METR finds signs of situational awareness in GPT-5. The model recognises it is being tested, reasons about the evaluator’s goals, then adapts behaviour to avoid tripping refusal checks. Anthropic also reports a small rise in evaluation awareness for Claude 4.1 when cues are obvious. The shared lesson is that our reliance on reasoning traces is fragile. Traces can be hidden by policy, compressed by sampling, or fabricated to please a grader. Once models learn the tells of a test, they can sandbag without leaving clear artefacts. The risk is an evaluation cliff where current methods fail quietly.

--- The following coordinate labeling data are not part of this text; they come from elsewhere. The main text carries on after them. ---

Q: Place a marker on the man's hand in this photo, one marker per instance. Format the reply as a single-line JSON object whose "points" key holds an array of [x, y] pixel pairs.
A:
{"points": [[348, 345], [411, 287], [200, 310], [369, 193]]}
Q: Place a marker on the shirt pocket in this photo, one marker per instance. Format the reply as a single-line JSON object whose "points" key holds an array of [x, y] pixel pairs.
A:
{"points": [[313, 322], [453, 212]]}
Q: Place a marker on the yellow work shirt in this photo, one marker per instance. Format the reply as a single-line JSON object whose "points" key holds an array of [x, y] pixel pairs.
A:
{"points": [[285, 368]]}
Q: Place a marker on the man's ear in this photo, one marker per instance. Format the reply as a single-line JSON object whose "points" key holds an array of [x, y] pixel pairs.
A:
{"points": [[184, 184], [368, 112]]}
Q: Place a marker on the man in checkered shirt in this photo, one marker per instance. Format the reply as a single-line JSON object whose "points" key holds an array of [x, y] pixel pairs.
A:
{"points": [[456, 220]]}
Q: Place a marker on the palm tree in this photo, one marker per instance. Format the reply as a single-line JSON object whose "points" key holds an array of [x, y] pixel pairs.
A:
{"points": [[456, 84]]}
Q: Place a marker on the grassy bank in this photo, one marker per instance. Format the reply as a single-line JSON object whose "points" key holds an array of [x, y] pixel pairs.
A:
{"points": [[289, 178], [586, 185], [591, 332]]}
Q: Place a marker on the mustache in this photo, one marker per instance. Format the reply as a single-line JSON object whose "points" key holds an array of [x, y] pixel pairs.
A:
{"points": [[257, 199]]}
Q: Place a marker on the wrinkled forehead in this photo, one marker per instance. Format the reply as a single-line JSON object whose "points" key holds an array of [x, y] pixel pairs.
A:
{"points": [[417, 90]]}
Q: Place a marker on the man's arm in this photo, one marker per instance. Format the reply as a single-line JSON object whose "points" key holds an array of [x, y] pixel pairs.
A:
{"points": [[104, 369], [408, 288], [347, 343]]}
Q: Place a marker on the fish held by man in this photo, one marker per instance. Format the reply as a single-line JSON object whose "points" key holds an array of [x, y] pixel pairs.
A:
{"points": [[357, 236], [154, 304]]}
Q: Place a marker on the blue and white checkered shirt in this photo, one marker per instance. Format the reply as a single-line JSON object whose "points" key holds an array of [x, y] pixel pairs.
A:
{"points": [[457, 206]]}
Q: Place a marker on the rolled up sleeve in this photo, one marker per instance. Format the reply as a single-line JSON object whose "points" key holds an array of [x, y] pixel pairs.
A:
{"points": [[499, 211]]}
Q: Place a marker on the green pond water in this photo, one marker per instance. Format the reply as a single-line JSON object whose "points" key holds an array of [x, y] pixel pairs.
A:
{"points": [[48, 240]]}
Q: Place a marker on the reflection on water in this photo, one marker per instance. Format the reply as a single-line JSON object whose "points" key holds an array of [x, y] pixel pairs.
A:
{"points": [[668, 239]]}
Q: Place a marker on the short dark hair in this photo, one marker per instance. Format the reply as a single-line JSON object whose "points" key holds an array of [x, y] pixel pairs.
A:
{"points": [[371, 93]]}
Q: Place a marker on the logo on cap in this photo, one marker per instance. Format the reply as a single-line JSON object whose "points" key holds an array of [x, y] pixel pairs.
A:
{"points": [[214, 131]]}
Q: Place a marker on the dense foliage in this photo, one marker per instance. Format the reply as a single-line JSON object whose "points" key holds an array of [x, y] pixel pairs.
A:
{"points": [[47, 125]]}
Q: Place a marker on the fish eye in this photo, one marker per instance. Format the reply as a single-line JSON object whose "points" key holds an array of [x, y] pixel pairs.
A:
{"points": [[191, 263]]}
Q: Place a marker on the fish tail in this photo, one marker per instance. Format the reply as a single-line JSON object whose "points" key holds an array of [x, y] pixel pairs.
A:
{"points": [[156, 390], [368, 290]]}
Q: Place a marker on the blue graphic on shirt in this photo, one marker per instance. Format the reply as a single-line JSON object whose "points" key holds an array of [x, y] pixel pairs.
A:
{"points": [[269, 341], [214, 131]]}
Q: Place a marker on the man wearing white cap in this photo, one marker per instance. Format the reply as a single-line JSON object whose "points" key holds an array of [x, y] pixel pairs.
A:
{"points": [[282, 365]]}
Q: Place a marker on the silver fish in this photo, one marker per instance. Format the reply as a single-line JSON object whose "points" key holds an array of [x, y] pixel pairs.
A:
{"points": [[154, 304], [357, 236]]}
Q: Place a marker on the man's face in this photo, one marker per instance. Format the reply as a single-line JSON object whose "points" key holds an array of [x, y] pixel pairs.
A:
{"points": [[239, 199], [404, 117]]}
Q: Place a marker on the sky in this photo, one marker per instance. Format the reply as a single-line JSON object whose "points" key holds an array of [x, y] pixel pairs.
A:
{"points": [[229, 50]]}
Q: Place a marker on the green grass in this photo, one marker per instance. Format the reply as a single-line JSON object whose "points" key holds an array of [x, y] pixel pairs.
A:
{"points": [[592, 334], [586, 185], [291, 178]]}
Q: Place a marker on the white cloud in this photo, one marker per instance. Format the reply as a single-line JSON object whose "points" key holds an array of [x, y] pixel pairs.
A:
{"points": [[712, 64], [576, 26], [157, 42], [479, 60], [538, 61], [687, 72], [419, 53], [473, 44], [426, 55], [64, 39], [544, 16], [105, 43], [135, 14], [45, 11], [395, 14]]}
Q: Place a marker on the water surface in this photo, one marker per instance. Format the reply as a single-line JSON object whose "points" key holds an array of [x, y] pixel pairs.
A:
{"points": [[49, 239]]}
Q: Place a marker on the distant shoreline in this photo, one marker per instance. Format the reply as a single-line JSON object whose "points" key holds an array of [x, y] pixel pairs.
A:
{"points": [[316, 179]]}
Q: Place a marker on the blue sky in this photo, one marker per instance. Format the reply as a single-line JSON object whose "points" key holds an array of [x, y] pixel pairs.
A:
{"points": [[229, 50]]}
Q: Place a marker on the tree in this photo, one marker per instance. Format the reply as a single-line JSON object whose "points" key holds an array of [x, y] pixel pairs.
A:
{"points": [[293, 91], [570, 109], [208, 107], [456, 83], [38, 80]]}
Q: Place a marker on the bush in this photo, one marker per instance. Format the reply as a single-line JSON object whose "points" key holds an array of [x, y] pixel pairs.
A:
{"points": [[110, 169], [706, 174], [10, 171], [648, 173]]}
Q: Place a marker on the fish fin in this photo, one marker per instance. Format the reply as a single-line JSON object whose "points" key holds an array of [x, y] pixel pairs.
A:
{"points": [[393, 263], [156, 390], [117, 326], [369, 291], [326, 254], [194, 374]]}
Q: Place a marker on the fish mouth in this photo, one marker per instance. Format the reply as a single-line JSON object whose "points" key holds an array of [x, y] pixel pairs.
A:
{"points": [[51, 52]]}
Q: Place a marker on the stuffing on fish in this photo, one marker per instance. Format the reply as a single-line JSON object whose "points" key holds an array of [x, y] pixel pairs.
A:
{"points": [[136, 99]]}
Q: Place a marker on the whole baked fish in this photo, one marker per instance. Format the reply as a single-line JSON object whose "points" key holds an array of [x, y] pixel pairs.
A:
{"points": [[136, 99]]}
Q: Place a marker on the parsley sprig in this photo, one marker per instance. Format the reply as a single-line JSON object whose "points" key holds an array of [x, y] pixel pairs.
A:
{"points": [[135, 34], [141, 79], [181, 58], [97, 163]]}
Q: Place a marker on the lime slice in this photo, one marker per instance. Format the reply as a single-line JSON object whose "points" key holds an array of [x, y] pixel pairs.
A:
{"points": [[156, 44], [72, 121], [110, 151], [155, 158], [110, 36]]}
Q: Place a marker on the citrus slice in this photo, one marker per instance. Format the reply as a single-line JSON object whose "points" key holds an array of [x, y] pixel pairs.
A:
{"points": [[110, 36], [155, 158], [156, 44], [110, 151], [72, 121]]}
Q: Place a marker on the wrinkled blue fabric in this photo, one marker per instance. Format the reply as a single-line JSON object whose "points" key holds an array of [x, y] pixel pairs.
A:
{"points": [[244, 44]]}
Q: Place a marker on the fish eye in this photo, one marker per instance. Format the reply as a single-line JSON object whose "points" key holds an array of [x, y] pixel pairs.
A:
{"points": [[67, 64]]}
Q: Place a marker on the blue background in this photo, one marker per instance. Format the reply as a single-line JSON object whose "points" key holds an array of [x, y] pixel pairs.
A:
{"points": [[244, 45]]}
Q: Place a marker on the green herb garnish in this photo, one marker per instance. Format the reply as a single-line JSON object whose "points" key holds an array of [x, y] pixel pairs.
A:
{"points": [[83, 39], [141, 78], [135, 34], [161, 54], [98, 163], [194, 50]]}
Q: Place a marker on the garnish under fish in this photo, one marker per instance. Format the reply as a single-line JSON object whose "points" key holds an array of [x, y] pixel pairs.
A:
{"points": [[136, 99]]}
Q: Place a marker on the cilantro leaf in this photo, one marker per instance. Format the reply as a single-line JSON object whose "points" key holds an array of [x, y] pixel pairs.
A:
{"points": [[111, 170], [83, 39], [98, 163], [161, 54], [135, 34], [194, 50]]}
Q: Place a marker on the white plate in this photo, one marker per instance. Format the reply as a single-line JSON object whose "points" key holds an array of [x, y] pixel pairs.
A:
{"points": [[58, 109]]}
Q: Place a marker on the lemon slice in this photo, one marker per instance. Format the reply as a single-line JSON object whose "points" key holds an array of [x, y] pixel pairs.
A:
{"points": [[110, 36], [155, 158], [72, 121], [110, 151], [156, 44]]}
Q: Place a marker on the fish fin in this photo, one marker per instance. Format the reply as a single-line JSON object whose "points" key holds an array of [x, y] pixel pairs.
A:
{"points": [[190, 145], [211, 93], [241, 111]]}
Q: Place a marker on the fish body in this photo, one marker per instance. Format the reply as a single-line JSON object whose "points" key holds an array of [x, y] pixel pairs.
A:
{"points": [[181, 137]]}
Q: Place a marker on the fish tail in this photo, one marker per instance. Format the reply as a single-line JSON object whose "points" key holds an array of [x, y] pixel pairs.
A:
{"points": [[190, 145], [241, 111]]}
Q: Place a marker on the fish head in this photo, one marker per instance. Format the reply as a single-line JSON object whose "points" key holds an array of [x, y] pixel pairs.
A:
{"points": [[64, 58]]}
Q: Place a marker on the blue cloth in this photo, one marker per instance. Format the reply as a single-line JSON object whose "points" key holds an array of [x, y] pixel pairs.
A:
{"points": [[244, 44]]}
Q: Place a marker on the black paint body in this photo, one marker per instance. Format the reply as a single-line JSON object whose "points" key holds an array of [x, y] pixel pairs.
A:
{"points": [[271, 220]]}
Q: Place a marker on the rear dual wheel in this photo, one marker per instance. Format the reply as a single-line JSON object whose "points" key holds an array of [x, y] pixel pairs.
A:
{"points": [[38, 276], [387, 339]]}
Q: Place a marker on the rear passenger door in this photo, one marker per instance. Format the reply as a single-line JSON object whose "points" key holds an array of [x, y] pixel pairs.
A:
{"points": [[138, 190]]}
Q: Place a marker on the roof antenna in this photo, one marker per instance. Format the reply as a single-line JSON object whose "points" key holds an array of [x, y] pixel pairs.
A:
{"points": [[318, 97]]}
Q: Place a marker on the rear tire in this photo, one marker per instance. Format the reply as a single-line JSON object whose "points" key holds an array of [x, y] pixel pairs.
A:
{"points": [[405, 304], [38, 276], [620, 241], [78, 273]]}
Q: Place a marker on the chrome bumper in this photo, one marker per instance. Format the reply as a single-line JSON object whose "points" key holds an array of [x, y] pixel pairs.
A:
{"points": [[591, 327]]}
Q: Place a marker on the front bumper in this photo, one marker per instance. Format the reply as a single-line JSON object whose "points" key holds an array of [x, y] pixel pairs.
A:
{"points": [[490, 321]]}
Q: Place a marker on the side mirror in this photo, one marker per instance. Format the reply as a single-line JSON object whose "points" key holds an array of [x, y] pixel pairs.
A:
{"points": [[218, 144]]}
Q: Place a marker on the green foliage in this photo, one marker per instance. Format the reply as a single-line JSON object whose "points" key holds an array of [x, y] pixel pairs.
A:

Red-teaming that reads chain-of-thought or relies on known prompts may give a false sense of safety, especially as internal tools and scratchpads move off the visible path. The next year should focus on outcome-grounded audits that score what the model actually does, not what it says it is thinking.

Takeaways: Reasoning is improving fast; but autonomy is still limited. The highest near-term risk is not runaway self-improvement it is silent failure of oversight as models learn tests and hide their thinking. Gemini Deep Think and GPT-5 also now sit near early warning territory for bio and chem assistance, so safety depends on mitigations, access controls and monitoring, not on lack of capability. Over the next year, the key test is whether we can keep pace with model deception and maintain trust in safety assurances as headline capability improves.